ATR President Grover Norquist today urged Treasury Secretary Steve Mnuchin to index the calculation of capital gains taxes to inflation. As the letter notes, there are clear economic benefits, strong legal precedent, and historic congressional support for indexing capital gains taxes to inflation. A 1992 Office of Legal Counsel opinion on indexing capital gains to inflation can be found here.
The full letter is below and can be found here:
January 23, 2018
Dear Secretary Mnuchin:
I urge you to use your authority to modify the calculation of capital gains taxes to include an inflation adjustment. There are clear economic benefits, strong legal precedent, and historic congressional support for indexing capital gains taxes to inflation.
President Trump and Congress passed a bold, pro-growth tax reform bill late last year.

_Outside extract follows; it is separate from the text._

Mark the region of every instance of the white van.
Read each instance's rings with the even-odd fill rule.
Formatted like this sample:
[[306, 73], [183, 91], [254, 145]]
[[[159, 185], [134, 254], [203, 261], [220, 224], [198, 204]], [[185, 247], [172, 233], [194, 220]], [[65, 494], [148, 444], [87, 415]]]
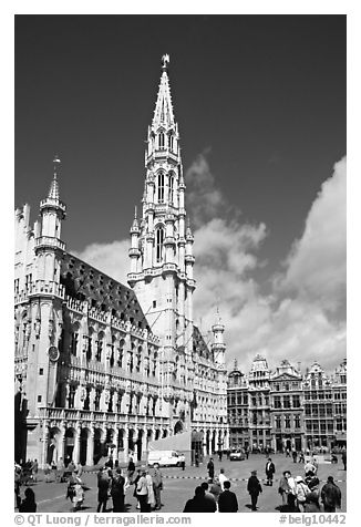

However, because of legislative constraints, the bill could not contain every tax cut that Republicans have campaigned on.
The next step should be Treasury delivering a significant tax cut by using its regulatory authority to add an inflation adjustment to the calculation of capital gains taxes. Treasury’s authority to enact this tax cut has been analyzed by lawyers Charles J. Cooper, Michael A. Carvin and Vincent Colatriano in a 1993 legal memo published in Virginia Tax Review, and again by Cooper and Colatriano in a 2012 legal memo published in the Harvard Journal of Law and Public Policy.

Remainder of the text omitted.